Norah ZShaw’s Wex-supported Upwelling is a visual and sonic poem assembled from messages shared across the globe by fellow artists (including Gabri Christa) living through the lockdowns and protests of 2020.
In May 2020, as the COVID-19 pandemic spread and quarantines were put in place, intermedia artist and Ohio State Professor of Dance Norah Zuniga Shaw (ZShaw) invited 27 friends—fellow artists scattered across three continents and two hemispheres—to leave a trace of their lives. Using WhatsApp as a platform for message exchange and collection, ZShaw’s prompt to participate activated individual practices to create a nourishing creative community during a period of isolation and uncertainty. The resulting short film, woven together from the collected video and cellphone audio messages, moves from learning to live in isolation to participating in the Black Lives Matter protests held in response to the police killing of George Floyd.
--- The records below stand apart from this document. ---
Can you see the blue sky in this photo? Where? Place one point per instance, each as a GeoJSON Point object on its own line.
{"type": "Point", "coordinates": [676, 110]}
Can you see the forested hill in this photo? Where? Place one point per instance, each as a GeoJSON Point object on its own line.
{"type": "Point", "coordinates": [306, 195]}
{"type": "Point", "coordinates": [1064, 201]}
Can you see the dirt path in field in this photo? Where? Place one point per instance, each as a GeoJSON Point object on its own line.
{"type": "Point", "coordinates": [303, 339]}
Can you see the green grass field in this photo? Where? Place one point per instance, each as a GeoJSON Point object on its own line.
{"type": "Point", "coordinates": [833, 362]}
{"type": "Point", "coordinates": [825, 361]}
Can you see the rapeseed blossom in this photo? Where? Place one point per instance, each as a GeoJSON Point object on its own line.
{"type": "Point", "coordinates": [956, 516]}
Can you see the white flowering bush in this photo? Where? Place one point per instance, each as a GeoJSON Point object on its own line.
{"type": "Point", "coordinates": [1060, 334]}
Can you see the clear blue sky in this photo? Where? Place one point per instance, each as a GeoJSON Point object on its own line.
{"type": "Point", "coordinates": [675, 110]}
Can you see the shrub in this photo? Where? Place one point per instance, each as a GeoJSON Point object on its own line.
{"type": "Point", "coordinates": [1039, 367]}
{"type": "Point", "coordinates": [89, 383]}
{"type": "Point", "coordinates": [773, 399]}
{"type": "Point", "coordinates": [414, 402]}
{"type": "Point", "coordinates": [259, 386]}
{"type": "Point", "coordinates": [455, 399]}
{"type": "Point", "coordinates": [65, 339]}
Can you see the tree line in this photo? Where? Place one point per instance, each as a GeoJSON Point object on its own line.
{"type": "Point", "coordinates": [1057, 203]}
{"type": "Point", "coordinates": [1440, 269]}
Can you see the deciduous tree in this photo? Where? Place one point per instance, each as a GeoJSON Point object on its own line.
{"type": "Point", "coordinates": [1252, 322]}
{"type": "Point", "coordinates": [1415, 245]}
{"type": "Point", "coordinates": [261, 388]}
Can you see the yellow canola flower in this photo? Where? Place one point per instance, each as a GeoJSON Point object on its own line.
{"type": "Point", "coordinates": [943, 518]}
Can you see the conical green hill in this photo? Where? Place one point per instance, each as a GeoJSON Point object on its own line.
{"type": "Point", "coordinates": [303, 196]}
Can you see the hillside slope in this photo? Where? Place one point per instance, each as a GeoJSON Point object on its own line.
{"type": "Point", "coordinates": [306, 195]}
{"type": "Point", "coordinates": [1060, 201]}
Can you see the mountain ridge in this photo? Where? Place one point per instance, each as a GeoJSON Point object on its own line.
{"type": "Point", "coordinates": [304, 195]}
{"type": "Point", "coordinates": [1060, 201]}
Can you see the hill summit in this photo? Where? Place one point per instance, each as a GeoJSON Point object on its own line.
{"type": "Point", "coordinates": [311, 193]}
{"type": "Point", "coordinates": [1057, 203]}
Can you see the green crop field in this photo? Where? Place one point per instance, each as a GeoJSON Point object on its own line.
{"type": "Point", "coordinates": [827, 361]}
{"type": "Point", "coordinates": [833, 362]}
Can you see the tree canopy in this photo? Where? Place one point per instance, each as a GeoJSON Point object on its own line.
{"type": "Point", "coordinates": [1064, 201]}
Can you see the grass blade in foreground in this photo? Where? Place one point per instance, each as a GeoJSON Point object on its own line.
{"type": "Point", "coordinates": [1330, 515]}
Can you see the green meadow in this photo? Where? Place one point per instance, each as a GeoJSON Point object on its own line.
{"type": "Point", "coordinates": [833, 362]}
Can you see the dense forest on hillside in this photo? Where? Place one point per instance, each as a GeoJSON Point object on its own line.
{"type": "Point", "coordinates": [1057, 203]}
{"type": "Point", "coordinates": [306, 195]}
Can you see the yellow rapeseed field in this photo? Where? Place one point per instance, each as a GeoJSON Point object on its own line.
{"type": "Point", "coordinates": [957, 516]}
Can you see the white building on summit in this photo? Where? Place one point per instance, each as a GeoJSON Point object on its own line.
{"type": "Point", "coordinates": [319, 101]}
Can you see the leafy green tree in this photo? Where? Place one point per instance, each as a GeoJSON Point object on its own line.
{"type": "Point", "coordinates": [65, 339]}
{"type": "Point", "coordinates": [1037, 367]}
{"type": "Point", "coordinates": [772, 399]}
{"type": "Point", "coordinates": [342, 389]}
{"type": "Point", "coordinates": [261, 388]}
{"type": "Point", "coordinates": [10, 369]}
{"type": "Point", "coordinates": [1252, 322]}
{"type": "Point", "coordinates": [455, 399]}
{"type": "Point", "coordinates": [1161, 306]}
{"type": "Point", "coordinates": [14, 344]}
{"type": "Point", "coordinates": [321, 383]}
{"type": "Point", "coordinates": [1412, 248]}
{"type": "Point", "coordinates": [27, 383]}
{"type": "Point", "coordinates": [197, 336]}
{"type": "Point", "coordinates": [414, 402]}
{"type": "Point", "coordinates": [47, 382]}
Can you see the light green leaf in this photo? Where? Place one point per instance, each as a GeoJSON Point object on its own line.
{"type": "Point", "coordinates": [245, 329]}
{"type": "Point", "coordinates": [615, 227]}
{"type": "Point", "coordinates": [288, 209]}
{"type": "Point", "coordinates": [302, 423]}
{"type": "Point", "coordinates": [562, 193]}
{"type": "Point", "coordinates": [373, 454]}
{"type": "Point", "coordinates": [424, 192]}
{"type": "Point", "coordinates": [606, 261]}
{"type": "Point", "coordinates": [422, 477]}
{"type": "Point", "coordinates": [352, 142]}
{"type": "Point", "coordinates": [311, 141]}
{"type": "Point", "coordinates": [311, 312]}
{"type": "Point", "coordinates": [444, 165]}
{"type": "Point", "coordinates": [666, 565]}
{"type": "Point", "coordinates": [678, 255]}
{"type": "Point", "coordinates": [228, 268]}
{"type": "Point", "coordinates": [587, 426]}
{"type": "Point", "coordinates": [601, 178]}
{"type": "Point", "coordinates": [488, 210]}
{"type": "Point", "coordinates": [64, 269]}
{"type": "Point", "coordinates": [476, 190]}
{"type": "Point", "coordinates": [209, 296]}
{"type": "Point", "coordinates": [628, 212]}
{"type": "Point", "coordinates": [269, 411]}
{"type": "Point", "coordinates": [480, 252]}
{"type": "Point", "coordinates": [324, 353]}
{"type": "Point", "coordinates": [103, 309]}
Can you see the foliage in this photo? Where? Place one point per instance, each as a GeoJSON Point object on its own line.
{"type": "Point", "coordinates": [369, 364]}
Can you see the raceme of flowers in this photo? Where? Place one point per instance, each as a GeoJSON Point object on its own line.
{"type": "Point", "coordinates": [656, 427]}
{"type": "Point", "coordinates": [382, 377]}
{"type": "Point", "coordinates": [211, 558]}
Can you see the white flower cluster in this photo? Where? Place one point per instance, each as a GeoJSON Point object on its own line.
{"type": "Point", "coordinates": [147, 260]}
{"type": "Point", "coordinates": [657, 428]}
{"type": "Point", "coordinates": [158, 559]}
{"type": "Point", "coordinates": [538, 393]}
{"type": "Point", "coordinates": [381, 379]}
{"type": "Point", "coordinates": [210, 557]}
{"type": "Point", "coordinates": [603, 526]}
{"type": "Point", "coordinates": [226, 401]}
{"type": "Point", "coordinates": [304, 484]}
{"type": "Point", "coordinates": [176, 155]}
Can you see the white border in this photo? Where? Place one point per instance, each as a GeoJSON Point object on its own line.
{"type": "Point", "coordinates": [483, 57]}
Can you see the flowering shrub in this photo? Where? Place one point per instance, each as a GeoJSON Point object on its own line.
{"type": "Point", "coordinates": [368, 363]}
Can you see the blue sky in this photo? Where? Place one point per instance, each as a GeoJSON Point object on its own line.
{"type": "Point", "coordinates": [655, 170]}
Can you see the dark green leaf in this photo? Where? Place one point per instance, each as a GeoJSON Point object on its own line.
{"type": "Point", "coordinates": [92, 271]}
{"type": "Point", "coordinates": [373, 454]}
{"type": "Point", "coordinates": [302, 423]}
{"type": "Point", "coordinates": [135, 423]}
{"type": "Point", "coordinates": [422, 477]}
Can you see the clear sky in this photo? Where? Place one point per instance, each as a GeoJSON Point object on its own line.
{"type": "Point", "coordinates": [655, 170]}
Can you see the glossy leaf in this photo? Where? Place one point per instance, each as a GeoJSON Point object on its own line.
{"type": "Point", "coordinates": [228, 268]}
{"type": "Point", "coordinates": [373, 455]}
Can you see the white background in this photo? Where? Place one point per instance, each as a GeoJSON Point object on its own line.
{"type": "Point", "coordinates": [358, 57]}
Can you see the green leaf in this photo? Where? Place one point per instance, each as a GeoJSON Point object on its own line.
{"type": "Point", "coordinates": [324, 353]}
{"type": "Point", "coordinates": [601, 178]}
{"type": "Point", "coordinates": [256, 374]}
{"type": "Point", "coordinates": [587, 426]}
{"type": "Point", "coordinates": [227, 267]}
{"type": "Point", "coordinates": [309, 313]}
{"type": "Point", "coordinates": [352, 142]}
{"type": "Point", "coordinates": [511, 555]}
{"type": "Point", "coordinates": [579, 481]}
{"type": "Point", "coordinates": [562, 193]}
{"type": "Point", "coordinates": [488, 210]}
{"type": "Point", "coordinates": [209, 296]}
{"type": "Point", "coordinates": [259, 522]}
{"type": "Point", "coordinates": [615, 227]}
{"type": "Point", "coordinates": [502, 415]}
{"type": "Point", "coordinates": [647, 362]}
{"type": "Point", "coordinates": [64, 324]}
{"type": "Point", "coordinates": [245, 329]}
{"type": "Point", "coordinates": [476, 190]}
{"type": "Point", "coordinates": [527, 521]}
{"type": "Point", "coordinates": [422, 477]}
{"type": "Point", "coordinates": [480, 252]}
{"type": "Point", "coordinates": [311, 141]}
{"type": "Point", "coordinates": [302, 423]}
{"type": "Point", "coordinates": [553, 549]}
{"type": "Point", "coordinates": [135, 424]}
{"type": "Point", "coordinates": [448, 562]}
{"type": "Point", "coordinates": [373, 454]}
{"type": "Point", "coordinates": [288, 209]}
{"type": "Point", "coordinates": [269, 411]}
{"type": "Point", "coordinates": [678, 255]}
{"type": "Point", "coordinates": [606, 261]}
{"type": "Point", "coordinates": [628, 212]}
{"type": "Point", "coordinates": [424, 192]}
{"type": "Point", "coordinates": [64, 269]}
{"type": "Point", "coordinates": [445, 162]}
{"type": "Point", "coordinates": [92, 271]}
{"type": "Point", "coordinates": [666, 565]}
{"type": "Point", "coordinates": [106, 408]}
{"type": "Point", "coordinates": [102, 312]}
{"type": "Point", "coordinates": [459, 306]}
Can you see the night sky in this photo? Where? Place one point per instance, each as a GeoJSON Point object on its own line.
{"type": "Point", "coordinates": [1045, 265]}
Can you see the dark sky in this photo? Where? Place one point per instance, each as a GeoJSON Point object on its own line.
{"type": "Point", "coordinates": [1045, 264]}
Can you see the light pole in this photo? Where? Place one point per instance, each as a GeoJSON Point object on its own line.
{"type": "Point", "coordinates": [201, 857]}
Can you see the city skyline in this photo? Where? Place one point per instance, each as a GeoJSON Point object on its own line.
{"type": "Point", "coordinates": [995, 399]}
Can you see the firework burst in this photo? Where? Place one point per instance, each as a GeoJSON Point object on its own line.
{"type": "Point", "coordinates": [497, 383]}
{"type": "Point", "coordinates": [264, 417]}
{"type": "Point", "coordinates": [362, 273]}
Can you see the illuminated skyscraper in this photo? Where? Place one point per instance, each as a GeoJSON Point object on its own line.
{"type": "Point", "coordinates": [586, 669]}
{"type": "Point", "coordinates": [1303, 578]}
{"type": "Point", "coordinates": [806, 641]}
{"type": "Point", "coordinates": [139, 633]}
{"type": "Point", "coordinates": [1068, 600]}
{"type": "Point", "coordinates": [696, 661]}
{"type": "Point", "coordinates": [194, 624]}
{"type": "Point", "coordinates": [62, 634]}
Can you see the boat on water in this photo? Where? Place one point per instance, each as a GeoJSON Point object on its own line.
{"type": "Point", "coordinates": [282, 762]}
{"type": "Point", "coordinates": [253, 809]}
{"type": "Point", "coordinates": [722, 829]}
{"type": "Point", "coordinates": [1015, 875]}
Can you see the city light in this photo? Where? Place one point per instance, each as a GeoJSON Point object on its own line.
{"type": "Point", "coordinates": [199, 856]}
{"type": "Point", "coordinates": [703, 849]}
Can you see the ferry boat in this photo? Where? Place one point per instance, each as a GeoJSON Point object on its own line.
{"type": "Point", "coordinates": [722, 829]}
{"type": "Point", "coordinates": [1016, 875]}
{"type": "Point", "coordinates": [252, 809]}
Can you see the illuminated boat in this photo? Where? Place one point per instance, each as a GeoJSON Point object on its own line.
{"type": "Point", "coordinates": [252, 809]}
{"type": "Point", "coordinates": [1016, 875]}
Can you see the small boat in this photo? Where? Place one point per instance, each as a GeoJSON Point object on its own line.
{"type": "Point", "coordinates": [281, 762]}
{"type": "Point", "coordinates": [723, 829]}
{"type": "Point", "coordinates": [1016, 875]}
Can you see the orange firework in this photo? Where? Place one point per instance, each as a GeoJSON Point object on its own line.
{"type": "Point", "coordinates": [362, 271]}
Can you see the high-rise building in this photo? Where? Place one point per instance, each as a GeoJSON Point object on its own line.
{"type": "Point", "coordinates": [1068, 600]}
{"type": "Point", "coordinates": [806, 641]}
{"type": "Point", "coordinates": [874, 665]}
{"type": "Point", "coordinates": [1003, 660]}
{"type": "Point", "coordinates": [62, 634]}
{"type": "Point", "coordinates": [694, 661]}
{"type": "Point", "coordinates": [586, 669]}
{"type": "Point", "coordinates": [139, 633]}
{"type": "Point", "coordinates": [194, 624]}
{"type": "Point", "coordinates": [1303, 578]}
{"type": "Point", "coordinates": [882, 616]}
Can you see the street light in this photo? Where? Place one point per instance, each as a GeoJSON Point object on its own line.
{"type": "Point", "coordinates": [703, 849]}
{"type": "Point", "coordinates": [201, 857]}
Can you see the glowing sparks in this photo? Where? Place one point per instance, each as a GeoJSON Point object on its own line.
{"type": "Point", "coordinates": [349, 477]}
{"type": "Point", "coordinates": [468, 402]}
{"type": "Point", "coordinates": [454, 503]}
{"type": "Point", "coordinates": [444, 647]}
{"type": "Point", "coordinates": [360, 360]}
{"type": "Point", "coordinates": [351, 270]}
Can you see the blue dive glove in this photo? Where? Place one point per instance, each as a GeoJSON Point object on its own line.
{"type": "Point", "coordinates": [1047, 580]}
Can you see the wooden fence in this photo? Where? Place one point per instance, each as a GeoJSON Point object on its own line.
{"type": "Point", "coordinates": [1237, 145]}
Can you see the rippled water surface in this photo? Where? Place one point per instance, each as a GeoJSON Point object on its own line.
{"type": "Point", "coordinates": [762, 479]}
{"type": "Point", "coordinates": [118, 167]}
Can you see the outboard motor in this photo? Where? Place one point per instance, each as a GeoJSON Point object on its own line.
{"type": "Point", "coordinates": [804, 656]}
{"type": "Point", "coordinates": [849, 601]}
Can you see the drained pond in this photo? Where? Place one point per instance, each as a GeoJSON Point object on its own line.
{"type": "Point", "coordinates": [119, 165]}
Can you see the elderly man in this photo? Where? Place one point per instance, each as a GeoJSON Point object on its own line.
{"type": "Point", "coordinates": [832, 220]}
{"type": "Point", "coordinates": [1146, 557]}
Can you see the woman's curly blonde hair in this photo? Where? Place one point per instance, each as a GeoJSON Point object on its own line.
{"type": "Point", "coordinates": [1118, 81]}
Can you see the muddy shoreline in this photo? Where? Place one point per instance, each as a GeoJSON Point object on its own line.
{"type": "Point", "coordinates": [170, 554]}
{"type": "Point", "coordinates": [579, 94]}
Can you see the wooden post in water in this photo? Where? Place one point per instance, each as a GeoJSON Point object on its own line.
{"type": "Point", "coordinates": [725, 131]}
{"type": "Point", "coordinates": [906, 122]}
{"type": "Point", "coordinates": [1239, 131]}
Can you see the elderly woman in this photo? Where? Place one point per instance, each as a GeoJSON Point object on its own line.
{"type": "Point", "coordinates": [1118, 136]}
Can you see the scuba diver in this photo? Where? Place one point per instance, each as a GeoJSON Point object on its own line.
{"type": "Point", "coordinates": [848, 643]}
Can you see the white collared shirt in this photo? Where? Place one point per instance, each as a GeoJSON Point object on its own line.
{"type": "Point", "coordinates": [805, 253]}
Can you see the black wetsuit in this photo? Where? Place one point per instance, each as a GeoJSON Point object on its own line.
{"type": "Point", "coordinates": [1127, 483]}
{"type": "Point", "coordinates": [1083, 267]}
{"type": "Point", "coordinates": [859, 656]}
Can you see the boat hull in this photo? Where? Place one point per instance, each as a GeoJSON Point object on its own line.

While the work chronicles a series of fragmented, widely varying experiences, Upwelling also offers a restorative beacon of presence. Created over the intervening period and now viewed from almost two years later, the project can be seen as an act of care and remembering, or what the artist calls “a form of memory work, a way of recalling to deconstruct, to understand, and to remain in the moment of planetary need and urgency.” Upwelling’s gathered recitations and incantations create a collective register of a transformative moment on the planet—together, in short, they leave a trace. (14:13 mins., video)
Upwelling was created with the support of the Wexner Center’s Film/Video Studio as well as a yearlong residency for experiments in digital performance. ZShaw’s projects include Synchronous Objects with William Forsythe, TWO with Bebe Miller, the transmedia performance ritual Climate Gathering, and the Livable Futures public practice and podcast.